Some of them were blissfully unaware of 
Friday’s dramatic events in the desert. One even mistook Garth Mulroy for McIlroy, based on the similarity of their names, though it could also have been on the standard of their play as the South African slipped from three off the lead at the start to ten behind Justin Rose after a 75, the same as world No.1 McIlroy mustered in each of his two outings.

Also amongst those still here in the flesh is Richie Ramsay, pictured below. Unlike McIlroy, the Aberdonian has managed to keep out of the thick stuff lining the velvet-like fairways. After a five-under 67, he’s lying joint fifth, four behind Rose after a 68 kept the Englishman out in front, doubling his one-shot overnight advantage over both Dane Thorbjorn Olesen and Welshman Jamie Donaldson.

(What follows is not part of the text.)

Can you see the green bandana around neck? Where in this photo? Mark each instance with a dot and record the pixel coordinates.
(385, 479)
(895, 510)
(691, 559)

Ramsay is chasing a rich reward at the end of the Gulf swing, which moves on to Qatar then Dubai. The world No.53 will be in next month’s WGC Match Play in Arizona if he can stay inside the top 64. Climbing three or more places, which is a distinct possibility with a top-ten finish today in an event carrying massive world ranking points, will put him on course to receive a Masters invitation at the end of March.

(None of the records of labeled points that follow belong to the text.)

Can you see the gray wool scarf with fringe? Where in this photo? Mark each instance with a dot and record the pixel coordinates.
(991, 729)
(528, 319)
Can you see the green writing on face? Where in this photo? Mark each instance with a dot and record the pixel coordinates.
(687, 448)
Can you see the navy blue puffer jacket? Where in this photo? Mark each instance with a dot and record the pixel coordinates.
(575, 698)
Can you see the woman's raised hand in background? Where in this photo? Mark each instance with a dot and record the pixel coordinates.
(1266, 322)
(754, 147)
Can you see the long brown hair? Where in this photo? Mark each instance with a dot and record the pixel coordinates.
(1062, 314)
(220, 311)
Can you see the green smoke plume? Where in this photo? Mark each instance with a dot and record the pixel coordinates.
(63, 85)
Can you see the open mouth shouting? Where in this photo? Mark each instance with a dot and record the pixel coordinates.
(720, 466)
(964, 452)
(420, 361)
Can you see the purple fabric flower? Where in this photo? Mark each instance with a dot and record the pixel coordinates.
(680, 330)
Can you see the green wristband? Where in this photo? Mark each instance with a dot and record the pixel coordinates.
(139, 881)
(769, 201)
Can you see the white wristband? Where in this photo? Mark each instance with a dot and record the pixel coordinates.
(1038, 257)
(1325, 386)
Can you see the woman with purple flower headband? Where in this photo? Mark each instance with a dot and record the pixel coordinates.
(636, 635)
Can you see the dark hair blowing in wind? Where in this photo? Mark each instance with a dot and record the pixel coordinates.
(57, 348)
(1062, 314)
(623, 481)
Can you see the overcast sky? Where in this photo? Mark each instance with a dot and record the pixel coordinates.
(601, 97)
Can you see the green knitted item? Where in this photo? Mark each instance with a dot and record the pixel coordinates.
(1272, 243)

“If I play well tomorrow it could be a massive step towards that, but I’m trying not to think about it,” said Ramsay, who has negotiated his 54 holes so far and recorded just four bogeys – all on the front nine.

Four in front at one point, having bounced back from a three-putt opening bogey by covering his nine holes from the fourth in six-under, world No.5 Rose has two of Europe’s rising stars breathing down his neck. Like McIlroy, Olesen is a recent addition to the Nike stable, but, unlike the Northern Irishman, he has adapted straight away to his new clubs, as a blemish-free 69 from last year’s Sicilian Open winner illustrated.

While there was no sign of McIlroy, who is believed to have headed across to Dubai to start putting in some hard graft with coach Michael Bannon, among those out of the event but still on the practice range here yesterday were Colin Montgomerie and Paul McGinley.

Montgomerie, the winning Ryder Cup captain in 2010, was receiving tuition from Pete Cowen, while McGinley, the man appointed to lead Europe at Gleneagles next year, promised opposite number Tom Watson that he’d be playing things with a “straight bat”. Responding to Davis Love III, the American captain at Medinah last year, revealing he’d had some control over hole locations, McGinley said: “I’ll be using home advantage to set up the course, but I won’t be in charge of pin positions.”